Quickly the word spreads throughout Sintel about Ben’s amazing accomplishments. Soon he is transferred to the team designing the memory-interface subsection of the Sintel-8. There he meets his new supervisor Anita Cash. Anita explains that the Sintel-8 has been allocated 4096 words of storage for the on-chip data cache. She explains to Ben that his job is to prepare a report for her managers that explains how many total bits of memory are required to implement various cache options.

3.A: Assuming that the entire 32-bit address space of the Sintel-8 is cacheable, how many total additional bits of memory are required to implement the address tags of a direct-mapped cache with a line size of 1 word? How many bits are required if the line size is increased to 4 words? Suppose that a 4-way set associative cache is implemented instead of a direct-mapped cache. How many address-tag bits are required if a 1-word line is used? How many address-tag bits are needed if a 4-word line is used?

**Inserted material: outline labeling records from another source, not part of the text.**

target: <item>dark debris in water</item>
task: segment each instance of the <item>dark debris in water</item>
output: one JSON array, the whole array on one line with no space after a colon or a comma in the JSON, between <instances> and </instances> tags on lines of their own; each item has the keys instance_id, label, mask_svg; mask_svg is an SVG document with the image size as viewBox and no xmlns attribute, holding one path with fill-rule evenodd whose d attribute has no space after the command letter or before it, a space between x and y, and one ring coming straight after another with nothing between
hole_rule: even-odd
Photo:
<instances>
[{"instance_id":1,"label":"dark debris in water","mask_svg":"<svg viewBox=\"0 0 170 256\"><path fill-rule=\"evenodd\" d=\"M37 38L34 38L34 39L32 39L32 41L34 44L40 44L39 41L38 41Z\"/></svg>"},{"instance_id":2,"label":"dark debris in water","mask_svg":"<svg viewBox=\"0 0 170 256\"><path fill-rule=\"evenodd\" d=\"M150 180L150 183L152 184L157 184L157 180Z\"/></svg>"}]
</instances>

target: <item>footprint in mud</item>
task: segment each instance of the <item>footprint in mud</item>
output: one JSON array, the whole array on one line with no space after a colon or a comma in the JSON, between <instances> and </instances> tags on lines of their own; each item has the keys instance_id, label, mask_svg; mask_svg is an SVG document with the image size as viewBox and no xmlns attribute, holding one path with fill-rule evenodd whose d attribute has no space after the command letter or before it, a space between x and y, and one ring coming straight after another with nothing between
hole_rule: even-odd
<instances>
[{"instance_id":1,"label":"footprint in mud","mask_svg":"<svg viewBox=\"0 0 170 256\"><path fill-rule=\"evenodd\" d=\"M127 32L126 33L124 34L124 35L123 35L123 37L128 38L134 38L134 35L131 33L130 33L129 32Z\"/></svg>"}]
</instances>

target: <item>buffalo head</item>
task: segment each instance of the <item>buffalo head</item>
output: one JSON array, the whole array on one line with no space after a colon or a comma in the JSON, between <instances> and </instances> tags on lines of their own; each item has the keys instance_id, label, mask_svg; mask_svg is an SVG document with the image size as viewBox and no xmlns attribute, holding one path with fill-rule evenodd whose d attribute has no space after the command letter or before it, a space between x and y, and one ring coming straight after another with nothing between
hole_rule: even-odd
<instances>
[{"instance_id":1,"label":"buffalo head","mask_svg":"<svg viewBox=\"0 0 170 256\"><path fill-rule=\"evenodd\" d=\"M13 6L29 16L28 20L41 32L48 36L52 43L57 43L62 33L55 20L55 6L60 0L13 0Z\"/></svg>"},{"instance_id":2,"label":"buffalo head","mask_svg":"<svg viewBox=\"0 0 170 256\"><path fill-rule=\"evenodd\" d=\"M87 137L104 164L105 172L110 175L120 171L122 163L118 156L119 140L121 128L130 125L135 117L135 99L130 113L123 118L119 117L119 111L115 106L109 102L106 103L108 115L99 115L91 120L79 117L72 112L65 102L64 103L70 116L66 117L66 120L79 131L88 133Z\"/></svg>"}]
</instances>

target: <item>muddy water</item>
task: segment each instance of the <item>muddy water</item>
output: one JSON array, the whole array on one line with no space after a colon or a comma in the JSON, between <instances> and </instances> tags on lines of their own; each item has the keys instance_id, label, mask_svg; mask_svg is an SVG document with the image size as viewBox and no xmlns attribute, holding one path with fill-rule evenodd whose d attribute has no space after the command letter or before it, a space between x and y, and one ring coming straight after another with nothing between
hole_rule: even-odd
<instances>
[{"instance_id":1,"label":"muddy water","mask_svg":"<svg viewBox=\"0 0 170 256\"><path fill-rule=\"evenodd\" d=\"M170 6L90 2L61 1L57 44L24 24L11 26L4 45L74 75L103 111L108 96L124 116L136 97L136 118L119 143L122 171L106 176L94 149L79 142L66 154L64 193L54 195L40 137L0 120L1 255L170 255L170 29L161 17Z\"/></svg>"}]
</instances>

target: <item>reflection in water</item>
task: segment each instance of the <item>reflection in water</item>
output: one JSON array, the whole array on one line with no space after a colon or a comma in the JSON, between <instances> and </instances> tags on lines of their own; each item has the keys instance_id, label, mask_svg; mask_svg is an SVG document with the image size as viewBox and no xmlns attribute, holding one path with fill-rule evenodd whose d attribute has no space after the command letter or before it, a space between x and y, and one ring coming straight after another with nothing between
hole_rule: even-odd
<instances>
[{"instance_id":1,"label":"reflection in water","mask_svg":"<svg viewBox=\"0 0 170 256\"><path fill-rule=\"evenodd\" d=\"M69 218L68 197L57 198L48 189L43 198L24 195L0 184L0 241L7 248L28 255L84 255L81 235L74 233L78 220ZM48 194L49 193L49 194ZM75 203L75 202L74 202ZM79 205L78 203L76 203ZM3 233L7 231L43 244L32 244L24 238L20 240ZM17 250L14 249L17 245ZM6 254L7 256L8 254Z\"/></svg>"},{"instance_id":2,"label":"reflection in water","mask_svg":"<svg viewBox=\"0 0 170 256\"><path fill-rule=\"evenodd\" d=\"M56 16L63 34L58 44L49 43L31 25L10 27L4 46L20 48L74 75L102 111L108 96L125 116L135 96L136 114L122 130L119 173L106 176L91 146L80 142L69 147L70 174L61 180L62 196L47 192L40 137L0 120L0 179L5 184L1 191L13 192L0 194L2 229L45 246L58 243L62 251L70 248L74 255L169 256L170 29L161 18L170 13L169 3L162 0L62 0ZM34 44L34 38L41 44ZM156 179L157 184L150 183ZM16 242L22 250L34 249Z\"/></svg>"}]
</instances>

3.B: Anita then points out that the number of memory bits in the cache also depends on the replacement strategy used by the 4-way set associative cache. How many additional bits are needed to implement a first-in-first-out (FIFO) cache-line replacement policy? What is the minimum number of bits required to implement a least-recently-used (LRU) cache line replacement policy? How many bits must be added to the cache to implement a random cache line replacement policy? Explain each answer.

After ten seconds of presentation and an apparent weighing of the report produced by Ben and Anita the upper management team decided that the Sintel-8 should have a 4-way associative cache with LRU replacement. The word from the grapevine was that the upper management team had misunderstood Anita to say “foray” when describing the cache options, and they opted for the more aggressive sounding of the two approaches (The fact is the grapevine was, as it often is, slightly inaccurate. The management actually believed Anita to be discussing a “Fourier” set-associative cache). Nonetheless, the design of the cache-line replacement logic fell to Ben.

Ben decided to use an old-trick that he remembered from a ADU problem set. He decided to represent the state of the cache using a comparison table as shown below:

Set 2 / Set 3 / Set 4
Set 1 / 1 / 0 / 1
Set 2 / 0 / 0
Set 3 / 1

A “1” entry in the table indicates that the set identified by the row has been accessed more recently than the set specified by the column.

3.C: What is the current state of the cache according to the given table? In other words what is the relative ordering of the sets according to their most recent use. How many more bits does Ben’s solution require over an optimal encoding of orderings?

3.D: Describe an algorithm for updating the comparison table in the case of a cache-line hit to a given set.

3.E: Describe a circuit for determining the least-recently used set in the case of a cache miss.